To understand this more fully, it is important to discuss the primary role of finance as a communication channel, or, as is often said of accounting, ‘the language of business.’ Ultimately, the finance function translates operational information across company functions into a useful and consistent form for external stakeholders, typically in the form of financial statements and other financial analyses. This information is utilized and then flows back through finance to inform business priorities, performance goals and the strategies and capital to achieve them.
Because finance is the intermediary, it works with functions to translate their operations into useful financial information. This is why CPGs often employ brand finance leads into the brands themselves or why FP&A professionals exist to analyze the performance and cost effectiveness of production groups (whether services or manufacturing). Ultimately, these finance professionals learn the language of those groups and help both functions integrate. Conversation is a two-way street and one of the tell-tale signs of a good finance organization is their ability to speak effectively about the various functions of the business. It is incumbent on finance to understand how those functions execute and work to establish meaningful measurement.
When it comes to software development, the starting point in the whole conversation is to establish financial attribution to ALL efforts…products, versions and features. Without some method of financial attribution, evaluations of performance and future decisions are guesswork. It is important to note that this has nothing to do with the actual accounting treatment of effort as CAPEX or OPEX. The concept of capitalization often enters the discussion to soon, and while it is critically important for overall financial measurement and communication externally, it is not the reason or starting point for how the functions should integrate.
The first question to be asked (and answered) is “How do we determine financial attribution to our development efforts?”
The most obvious and commonly used method is timesheets. The basic math of compensation per hour times hours worked equaling value is obvious. But, the reality is that timesheets have many shortcomings on both the accuracy and efficiency fronts and many companies fail to realize that alternative methods do exist.
The chief drawback of timesheets is that they require overhead time from the development team to accurately document their efforts. This overhead time, while not tremendous, is certainly not a negligible amount in aggregate and has always been a historic nuisance to development teams. Furthermore, their accuracy is always in question as various rules get implemented like limiting to 40-hour work weeks to avoid changing hourly rates, or the actual hours themselves being logged once a week or less and clearly not being perfect reflections of effort.

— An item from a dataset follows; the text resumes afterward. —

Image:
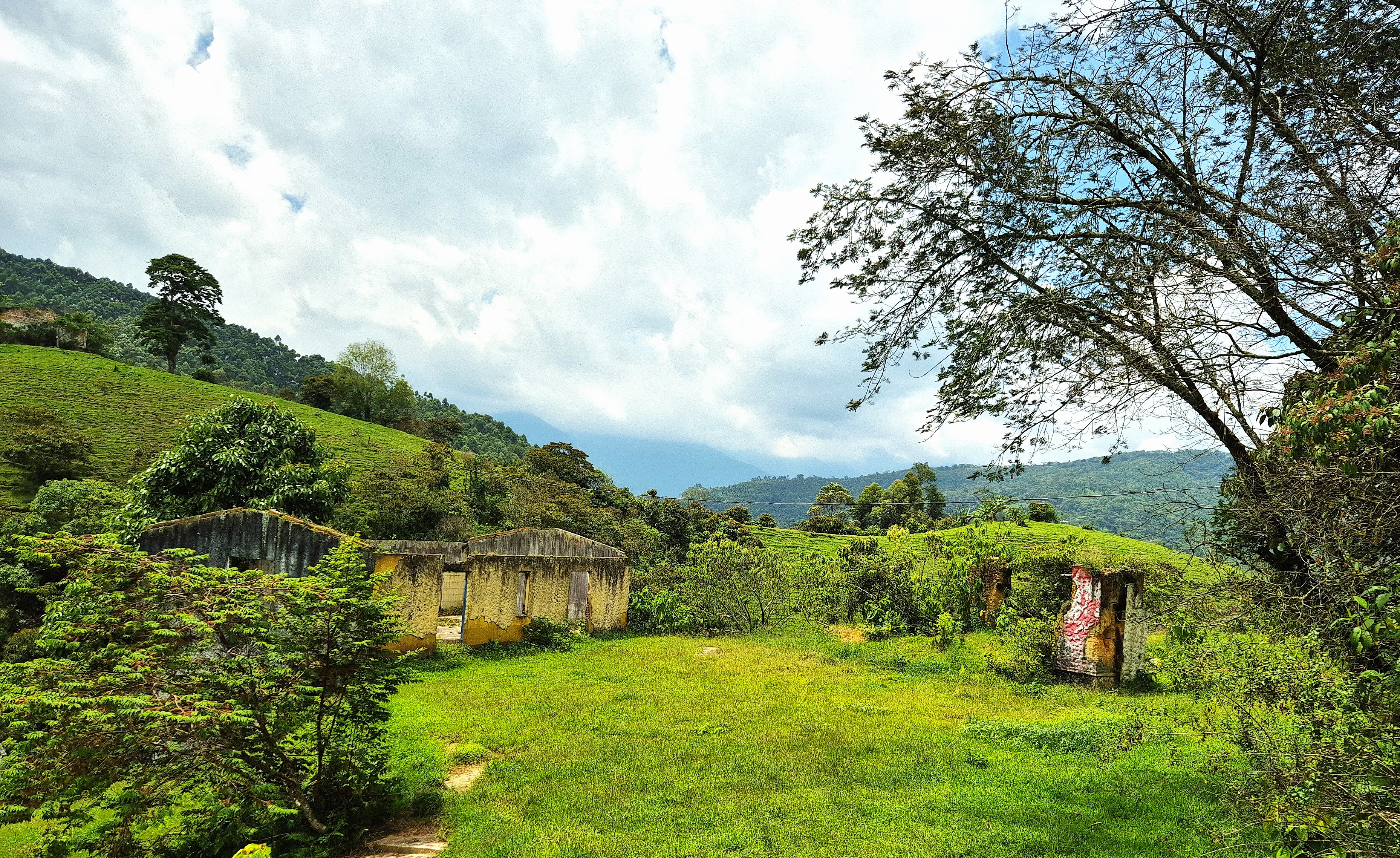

While the chief benefit of timesheets is the flexibility in application to essentially any method of development, many organizations may have better alternatives based on the systems and processes they have (or are willing to have) in place. Chief among these alternatives are proportional points based models that leverage team utilization and allocate financial value based on story points (or tasks) completed.
The concept is that the story points themselves are the best reflection of effort that the teams have, and given the premise that they help manage their team’s capacity and workflow, it eliminates incentives of improper reporting at the individual level (which can be the case with timesheets). The chief assumption that must generally hold for these methods is that the story points within (and potentially across) projects are essentially consistently estimated measures of effort. For many companies, especially those in the SMB space, this type of consistency is easy to achieve and would be welcome to more intensive timesheet based processes. The major benefit of this method is it brings finance more directly into the development team’s processes, improving their understanding of the function itself, which, in the long run, improves the relationship and helps finance organizations be more effective in their role.
Ultimately, regardless of what is appropriate and what method a company prefers, the key is that a consistent method of attribution is selected and implemented each month. If your company does manage the software capitalization process, it is important to include your audit partner as you develop and implement your method.